5 Ways that I Transform Fear of Missing Out Into Joy of Missing Out
It is possible to overcome the fear of missing out
Fear of missing out is something that the majority of us experience from time to time.
Whether it comes from knowing our friends are all able to go to an event that we are not able to go to or feeling we don’t measure up. It can come from comparison, from looking at someone else who seemingly has what we want or is able to do things that we find ourselves unable to do.
We feel that we are missing out on crucial life experiences, owning different things or being part of a certain group.
None of these are good things. The comparison, the envy or the feeling of being left out all contribute to our lives negatively. So, what do we do to combat and overcome?
Choose what really matters to you
Sometimes what we are called to or choose to pursue is not what everyone else is doing. This can be either short term (I missed the concert to work over time to meet a financial goal) or long term (I’m choosing to focus on self-development before I get involved with someone).
In this season of life, make a list of what matters to you, both the big things and the small things.
Don’t compare with what anyone else would have on their list or what someone else has that you wish you had. Make this based on you only. What are your major goals right now? What skills do you want to develop?
By making this list, you know your priorities and what you want out of this time in your life. It’s easier to focus on what you want and to compete with yourself to reach goals.
This has helped me a lot in different situations. Every winter, for example, I see a lot of friends getting engaged. For many years, I struggled with the fact that I was not one of them. I felt like I was missing out on one of the biggest things that could happen in life. Instead of allowing myself to wallow in misery, I assessed my own life and where I wanted to go. I knew that if love was meant to find me, it would, just not on my time table.
Limit Social Media
Most of social media, beyond the memes posted, is someone else’s highlight reel. It’s easy to feel that we’re missing out when we see what someone else is accomplishing, where they are vacationing, or what good things are coming into their lives.
Remember that their highlight reel is not the only thing going on in their lives, it’s just what they are choosing to project.

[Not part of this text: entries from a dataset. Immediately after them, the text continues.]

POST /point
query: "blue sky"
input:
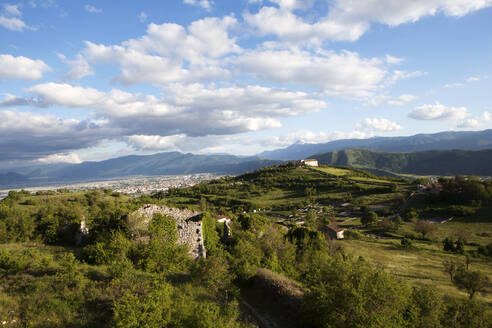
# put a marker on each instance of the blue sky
(90, 80)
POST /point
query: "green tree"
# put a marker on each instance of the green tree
(369, 218)
(425, 227)
(471, 281)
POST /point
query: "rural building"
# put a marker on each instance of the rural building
(433, 188)
(310, 162)
(227, 228)
(334, 232)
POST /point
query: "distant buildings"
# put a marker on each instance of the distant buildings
(310, 162)
(433, 188)
(334, 232)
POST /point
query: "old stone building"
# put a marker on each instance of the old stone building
(189, 224)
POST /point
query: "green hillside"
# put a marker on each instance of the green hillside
(435, 162)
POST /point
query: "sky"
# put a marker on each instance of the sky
(90, 80)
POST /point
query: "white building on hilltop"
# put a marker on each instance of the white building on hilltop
(310, 162)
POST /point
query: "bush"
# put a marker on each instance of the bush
(352, 234)
(406, 243)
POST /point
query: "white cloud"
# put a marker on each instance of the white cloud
(11, 19)
(468, 80)
(92, 9)
(305, 136)
(473, 79)
(348, 20)
(28, 136)
(205, 4)
(394, 60)
(11, 9)
(194, 110)
(402, 99)
(71, 158)
(341, 74)
(438, 112)
(21, 68)
(287, 26)
(79, 67)
(401, 75)
(454, 85)
(171, 53)
(378, 125)
(142, 17)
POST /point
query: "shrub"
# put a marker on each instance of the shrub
(352, 234)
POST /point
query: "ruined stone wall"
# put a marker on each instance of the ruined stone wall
(189, 224)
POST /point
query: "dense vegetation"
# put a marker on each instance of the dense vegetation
(125, 275)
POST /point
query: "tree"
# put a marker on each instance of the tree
(471, 281)
(425, 228)
(369, 218)
(312, 219)
(451, 267)
(448, 245)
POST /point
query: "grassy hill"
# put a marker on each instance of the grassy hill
(435, 162)
(469, 140)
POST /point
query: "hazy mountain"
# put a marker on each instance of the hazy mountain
(11, 178)
(474, 140)
(438, 162)
(158, 164)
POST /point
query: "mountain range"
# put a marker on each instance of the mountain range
(407, 157)
(470, 140)
(435, 162)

It’s easier to post the good things rather than being honest about where we are struggling.
Follow accounts that inspire you, challenge you or that you connect with. There’s nothing wrong with using social media and messenger to connect with others. Just keep a level view of what people are posting. Remember to disengage when needed and to mark specific times to be social media free.
Expand Friend Circle
As we grow as individuals, our friendships change. Sometimes it’s a matter of just not being as interested in an activity anymore that several friends still are. Sometimes it’s the fact that our lives take on a completely different trajectory and it’s difficult to bridge the chasm.
The friend that it hurt me to lose the most was a girl that I met in high school. We had been close in college, to the fact that I chose to go to the same college as her to spend more time. After college, the drift didn’t happen right away. It started with little things: I was working the night of her friends and family dinner. She got married shortly after college and wanted to spend time with him the night that I was off. We would still connect over books and an occasional dinner, but as time went on we drifted further apart. When her grandmother who raised her died and she told me about it after the fact, I offered to be there if she needed me. When she stated she was okay, I knew that it was pretty much over. If we were still close, she would have reached out to me earlier.

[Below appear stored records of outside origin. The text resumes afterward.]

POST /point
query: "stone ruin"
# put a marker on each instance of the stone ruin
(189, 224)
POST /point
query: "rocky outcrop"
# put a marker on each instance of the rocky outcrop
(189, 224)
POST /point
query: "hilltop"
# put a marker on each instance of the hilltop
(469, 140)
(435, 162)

Drifts like this happen sometimes in life. That’s why it’s important to build friendships with those in different areas of life. So that when friendships with a group that no longer interests us, we already have friends that share different interests. It doesn’t always end the pain, but it does allow for more connections that can be deepened with time.
What are you really interested in? What would be the ideal evening for you?
We all have different needs. I’m an introvert who prefers quiet nights at home reading or talking to my significant other. So a night out on the town doesn’t speak to me. If some of my friends want to go out and update me later, I’m happy to hear about their night. It also works the other way around, I enjoy metal concerts and many times choose to go alone.
By knowing our own preferences, it’s easier to experience the Joy of Missing Out. We are allowing ourselves to do the things that speak to us whether or not they connect with any one else’s idea. It also allows us to give up the emotions of missing out.
Try Something Different
Variety is the spice of life. Whether we choose to try something different with friends or by ourselves, our hoirzons only grow when we choose this path. Trying something that we’ve always been interested in or just found out about will give us a sense of exploration which helps combat fear of missing out.
These are some of the methods that work for me when I face fear of missing out. By experiencing and experimenting with these five things, I have gotten to a point where more than often, I feel a joy of missing out.
It comes down to fousing on you and what could be brought into your life by your own experiences. It’s hard to be left out of a get together, but what if that time is time that you could be developing a friendship with someone who will be your best friend? It’s hard to feel like we don’t measure up, but what about if we change the defintion and decide what we really want for our lives?
I hope that you’ve found some encouragement of solice for any time that you feel you’re missing out on something big. We’ve all been there. However, reframing can do wonders for our lives.